La questione dell’affettività-sessualità in carcere è già stata sollevata nel 2012 e la Corte costituzionle quella volta aveva deciso per l’inammissiblità dell’istanza. Del resto, anche nel 1992 era stato affermato che il vigente ordinamento penitenziario esclude per i detenuti la facoltà di rapporti sessuali, anche tra persone unite in matrimono. Questa esclusione appare conseguenza diretta della privazione della libertà personale. Quest’ultima espressione, però, non sembra tener conto di un contesto sovranazionale in cui diffusamente la privazione della libertà personale non si associa a un divieto assoluto di esercitare la sessualità con il/la partner in libertà in appositi momenti di incontro né si confronta con l’assenza di una previsione di questo divieto tra le pene, anche accessorie, previste nel Codice penale.

Secondo il Tribunale di Sorveglianza di Spoleto, insomma, viene messo in discussione il diritto alla libera espressione della propria affettività, anche mediante i rapporti sessuali, quale diritto inviolabile riconosciuto e garantito, essendo l’attività sessuale indispensabile completamento e piena manifestazione del diritto all’affettività oltre che uno degli essenziali modi di espressione della persona umana.

E ancora: la forzata astinenza dai rapporti sessuali derivante dal disposto normativo ostativo appare in contrasto con l’articolo 13 della Costituzione con riferimento al primo comma poiché di fatto determina una compressione della libertà personale che non appare giustificata in ogni caso da ragioni di sicurezza e che perciò finisce per tradursi in una sofferenza aggiuntica rispetto alla privazione della libertà che già inevitabilmente deriva dalla restrizione carceraria.

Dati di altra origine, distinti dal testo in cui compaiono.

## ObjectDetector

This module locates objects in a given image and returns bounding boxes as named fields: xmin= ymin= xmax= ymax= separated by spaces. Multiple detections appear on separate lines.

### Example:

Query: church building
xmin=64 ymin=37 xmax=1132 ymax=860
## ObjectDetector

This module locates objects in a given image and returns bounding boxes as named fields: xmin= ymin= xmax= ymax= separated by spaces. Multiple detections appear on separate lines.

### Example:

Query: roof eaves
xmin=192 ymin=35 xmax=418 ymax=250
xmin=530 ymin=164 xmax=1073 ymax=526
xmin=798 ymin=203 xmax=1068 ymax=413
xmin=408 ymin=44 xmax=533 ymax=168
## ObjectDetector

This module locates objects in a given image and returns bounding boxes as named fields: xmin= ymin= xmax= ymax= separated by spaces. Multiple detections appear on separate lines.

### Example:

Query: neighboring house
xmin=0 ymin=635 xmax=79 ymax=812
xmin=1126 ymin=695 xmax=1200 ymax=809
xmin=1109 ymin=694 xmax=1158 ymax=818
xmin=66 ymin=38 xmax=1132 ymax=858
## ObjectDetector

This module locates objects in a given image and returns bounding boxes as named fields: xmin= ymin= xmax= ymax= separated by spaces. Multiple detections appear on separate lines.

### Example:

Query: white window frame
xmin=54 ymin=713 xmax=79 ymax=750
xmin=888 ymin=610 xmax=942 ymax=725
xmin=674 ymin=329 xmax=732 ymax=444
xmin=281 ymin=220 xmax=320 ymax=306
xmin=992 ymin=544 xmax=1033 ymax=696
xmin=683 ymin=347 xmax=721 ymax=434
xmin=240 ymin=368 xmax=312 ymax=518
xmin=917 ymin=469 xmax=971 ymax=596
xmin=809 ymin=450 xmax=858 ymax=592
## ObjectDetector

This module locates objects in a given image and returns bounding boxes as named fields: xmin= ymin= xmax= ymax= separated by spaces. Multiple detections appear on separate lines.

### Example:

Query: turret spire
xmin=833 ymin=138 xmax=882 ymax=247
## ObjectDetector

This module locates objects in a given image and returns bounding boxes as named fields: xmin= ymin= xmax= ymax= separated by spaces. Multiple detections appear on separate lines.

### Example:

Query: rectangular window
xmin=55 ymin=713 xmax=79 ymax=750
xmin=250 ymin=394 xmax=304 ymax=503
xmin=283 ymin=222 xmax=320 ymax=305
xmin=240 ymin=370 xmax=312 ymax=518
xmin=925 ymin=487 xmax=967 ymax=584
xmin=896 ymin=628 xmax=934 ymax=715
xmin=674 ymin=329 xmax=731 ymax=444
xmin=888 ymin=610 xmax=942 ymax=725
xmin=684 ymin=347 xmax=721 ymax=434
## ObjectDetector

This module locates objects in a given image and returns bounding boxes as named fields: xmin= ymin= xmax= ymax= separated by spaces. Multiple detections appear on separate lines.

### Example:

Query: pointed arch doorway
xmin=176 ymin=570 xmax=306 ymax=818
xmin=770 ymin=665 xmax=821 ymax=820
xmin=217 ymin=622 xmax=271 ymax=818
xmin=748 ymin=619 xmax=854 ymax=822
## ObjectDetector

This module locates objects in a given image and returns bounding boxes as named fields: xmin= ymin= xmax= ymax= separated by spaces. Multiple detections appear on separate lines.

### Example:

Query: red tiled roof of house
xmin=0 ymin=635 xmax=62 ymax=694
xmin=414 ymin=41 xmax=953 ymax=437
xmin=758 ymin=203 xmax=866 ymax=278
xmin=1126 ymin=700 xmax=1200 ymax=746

Il Tribunale va pure oltre nel momento in cui afferma che un’amputazione così radicale di un elemento costitutivo della personalità finisce per configurare una forma di violenza fisica e morale sul detenuto che, in mancanza di una giustificazione sotto il profilo della sicurezza (come nel caso in esame), volge in mera vessazione, umiliante e degradante, peraltro non soltanto per il condannato ma anche per la persona che convive con lui.

Dunque l’articolo 18 dell’Ordinamento pentenziario da un lato viola la Costituizione, dall’altro si infrange sulla Convenzione europea dei diritti dell’uomo. Di lì la sospensione del procedimento e la trasmissione degli atti alla Corte costituzionale.